Dans cette île de 22 millions d’habitants située au sud de l’Inde, chasse gardée traditionnelle de New-Delhi, à la jonction de l’Océan indien et du Golfe du Bengale, sur la route commerciale vers la mer d’Arabie et le Moyen Orient, Pékin a récemment gagné en influence.

Les hésitations et les rivalités des anti-chinois sont telles qu’il a été impossible d’enrayer la dynamique d’endettement de 53 Mds de $ d’emprunts et, en 2019, la cession à bail à Pékin pour 99 ans du port d’Hambantota au cœur d’une zone industrielle de 60 km2.

Alors que l’Inde deuxième prêteur avec la Chine a offert d’appuyer Colombo auprès du FMI, les Sri Lankais attendent toujours la caution de Pékin dont les banques ont au total un encours de dettes augmentées à 7,4 Mds de $ soit 14,5% de la dette de l’Île.

Alors qu’il est clair que Pékin et New-Delhi qui a aussi prêté 2,4 Mds de $ en janvier et mars 2022, sont engagés dans une rivalité d’influence, un officiel sri-lankais anonyme commentait la situation en exprimant une déception à l’égard de Pékin « On attendait plus des Chinois, c’est le minimum qu’ils pourraient faire ».

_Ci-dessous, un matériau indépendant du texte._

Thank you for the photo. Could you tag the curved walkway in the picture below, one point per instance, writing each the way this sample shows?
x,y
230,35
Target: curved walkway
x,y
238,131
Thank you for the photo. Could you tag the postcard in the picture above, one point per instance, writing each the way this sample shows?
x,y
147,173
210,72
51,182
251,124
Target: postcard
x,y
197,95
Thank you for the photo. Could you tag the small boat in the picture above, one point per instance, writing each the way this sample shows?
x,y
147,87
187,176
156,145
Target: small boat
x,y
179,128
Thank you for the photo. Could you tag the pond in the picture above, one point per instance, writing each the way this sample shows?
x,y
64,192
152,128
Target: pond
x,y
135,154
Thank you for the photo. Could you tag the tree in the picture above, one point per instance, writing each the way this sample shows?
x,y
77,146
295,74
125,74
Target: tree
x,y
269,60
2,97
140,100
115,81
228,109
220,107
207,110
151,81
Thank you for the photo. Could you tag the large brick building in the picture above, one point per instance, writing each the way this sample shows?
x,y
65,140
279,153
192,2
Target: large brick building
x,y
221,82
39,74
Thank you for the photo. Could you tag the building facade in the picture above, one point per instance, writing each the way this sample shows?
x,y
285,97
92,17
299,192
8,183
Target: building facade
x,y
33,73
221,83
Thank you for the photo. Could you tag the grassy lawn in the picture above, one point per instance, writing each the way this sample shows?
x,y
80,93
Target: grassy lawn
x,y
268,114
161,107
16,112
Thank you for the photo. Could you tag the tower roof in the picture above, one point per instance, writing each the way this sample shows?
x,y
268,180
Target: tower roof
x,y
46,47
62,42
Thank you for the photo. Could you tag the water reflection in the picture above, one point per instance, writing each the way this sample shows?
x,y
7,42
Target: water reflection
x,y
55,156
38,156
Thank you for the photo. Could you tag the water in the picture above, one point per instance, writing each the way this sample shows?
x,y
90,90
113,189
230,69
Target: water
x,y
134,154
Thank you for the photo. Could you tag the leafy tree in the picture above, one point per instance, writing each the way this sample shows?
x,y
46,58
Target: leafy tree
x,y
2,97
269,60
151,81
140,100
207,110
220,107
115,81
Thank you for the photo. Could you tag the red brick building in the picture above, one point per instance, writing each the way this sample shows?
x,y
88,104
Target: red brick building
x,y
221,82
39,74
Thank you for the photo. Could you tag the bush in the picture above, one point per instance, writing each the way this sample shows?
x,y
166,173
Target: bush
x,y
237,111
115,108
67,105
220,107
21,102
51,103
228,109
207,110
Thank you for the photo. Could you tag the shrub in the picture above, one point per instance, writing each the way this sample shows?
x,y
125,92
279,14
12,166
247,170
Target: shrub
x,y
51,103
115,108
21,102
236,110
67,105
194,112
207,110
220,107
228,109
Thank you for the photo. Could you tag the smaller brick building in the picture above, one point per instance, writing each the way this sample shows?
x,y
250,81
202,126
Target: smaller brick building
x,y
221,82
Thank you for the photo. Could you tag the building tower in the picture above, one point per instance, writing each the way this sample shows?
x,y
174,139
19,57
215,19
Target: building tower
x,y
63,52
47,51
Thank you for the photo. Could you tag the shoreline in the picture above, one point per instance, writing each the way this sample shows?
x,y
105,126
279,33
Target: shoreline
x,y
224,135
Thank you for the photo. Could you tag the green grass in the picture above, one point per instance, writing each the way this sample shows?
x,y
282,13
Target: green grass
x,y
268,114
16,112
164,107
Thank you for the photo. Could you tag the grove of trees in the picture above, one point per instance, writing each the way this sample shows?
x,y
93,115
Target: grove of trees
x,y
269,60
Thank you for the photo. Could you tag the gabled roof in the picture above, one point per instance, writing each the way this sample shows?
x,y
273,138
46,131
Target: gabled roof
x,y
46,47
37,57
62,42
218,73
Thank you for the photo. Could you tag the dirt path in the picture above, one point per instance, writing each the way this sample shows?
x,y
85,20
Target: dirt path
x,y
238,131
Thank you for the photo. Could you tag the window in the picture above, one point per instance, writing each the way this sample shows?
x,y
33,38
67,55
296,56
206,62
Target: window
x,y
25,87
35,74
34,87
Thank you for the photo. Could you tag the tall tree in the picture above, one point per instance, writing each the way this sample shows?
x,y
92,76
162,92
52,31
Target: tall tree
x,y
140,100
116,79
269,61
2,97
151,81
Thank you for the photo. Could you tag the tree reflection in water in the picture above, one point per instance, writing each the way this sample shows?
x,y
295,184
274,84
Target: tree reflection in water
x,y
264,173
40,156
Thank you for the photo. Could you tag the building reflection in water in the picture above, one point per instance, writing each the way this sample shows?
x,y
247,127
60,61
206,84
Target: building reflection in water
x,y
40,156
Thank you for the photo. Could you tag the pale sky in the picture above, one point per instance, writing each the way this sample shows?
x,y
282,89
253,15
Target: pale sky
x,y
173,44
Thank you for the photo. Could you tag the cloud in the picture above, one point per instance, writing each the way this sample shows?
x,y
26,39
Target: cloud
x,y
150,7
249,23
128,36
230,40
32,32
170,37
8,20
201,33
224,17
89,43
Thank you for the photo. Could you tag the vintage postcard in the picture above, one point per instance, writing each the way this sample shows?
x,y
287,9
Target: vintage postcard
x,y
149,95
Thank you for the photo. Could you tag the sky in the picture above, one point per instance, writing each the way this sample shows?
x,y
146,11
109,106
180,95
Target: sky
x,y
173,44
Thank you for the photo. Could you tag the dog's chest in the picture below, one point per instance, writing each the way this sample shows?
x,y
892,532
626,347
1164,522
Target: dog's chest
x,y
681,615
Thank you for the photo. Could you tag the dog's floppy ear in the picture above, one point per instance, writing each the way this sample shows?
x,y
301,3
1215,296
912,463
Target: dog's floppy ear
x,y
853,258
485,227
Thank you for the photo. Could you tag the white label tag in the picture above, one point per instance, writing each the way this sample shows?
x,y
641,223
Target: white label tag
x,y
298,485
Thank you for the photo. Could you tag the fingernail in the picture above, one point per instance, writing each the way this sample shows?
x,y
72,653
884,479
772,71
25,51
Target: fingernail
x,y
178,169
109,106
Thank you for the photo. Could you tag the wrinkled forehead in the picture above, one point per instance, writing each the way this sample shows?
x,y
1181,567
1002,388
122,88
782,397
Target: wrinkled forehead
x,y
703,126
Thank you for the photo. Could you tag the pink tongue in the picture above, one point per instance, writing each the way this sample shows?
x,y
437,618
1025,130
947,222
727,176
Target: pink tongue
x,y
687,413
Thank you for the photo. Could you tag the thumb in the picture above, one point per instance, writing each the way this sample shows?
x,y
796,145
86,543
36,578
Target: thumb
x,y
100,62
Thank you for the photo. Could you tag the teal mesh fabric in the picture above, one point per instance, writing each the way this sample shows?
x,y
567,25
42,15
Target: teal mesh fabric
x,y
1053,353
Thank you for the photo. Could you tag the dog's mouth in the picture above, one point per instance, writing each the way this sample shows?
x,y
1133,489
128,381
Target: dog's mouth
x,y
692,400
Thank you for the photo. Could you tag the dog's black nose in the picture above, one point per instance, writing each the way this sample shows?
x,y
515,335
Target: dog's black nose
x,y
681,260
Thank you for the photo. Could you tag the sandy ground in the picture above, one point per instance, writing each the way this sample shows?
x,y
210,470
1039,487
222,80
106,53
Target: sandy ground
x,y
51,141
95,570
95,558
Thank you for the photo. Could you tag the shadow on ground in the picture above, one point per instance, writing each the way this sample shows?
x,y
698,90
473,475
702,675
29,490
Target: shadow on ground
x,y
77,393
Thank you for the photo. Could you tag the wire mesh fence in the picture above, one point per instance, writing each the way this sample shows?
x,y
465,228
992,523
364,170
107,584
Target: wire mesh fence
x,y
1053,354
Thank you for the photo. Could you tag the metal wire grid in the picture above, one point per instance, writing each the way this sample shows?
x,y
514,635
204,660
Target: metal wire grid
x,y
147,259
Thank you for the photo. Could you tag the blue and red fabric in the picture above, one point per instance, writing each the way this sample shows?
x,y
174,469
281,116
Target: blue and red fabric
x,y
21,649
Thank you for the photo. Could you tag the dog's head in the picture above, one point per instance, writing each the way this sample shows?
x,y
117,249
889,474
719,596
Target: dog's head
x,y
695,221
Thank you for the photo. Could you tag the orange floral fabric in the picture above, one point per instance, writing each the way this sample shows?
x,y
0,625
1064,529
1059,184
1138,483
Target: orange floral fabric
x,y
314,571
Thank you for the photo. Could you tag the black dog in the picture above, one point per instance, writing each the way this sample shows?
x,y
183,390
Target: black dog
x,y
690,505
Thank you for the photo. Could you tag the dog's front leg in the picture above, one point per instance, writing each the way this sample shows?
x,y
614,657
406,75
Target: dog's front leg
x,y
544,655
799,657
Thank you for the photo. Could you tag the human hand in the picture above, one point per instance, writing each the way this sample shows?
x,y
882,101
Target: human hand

Mais le 3 février, Pékin qui estime avoir assez aidé Colombo avec son moratoire, exigeait, par la voix de la porte-parole Mao Ning que les autres prêteurs (Inde, Club de Paris, FMI et Banque Mondiale) fassent de même.

Note(s) :

[1Alors que nombre de critiques focalisent sur l’importance de la dette due à la Chine (30% du total, utilisés à 70% pour des projets d’infrastructure de transport et d’énergie pour la période 2000 - 2018) et que Pékin s’est d’abord montré réticent à participer à des réunions bilatérales du Comité des créanciers, il est important de préciser que Lusaka a aussi bénéficié des obligations de l’UE (EuroBonds), des prêts de la Banque Mondiale et de la Banque Africaine de développement pour un montant total cumulé équivalent aux prêts chinois.

Par ailleurs s’il est exact que Pékin a finalement accepté de se joindre au Comité des créditeurs essentiellement pour tenir à distance les critiques qui l’accusent de jouer cavalier seul, il faut rappeler qu’au cours de la période 2000-2018, Pékin a déjà plusieurs fois annulé la dette de Lusaka à concurrence de 250 millions de $, soit plus que les 151 millions d’annulation des membres du Club de Paris (22 pays d’Europe dont la Suisse et d’Amérique du Nord + la Russie + Israël, le Japon, la Corée du sud et le Brésil). En 2020, Pékin avait, dans un accord non rendu public, déjà reporté le paiement des intérêts de la dette de Lusaka.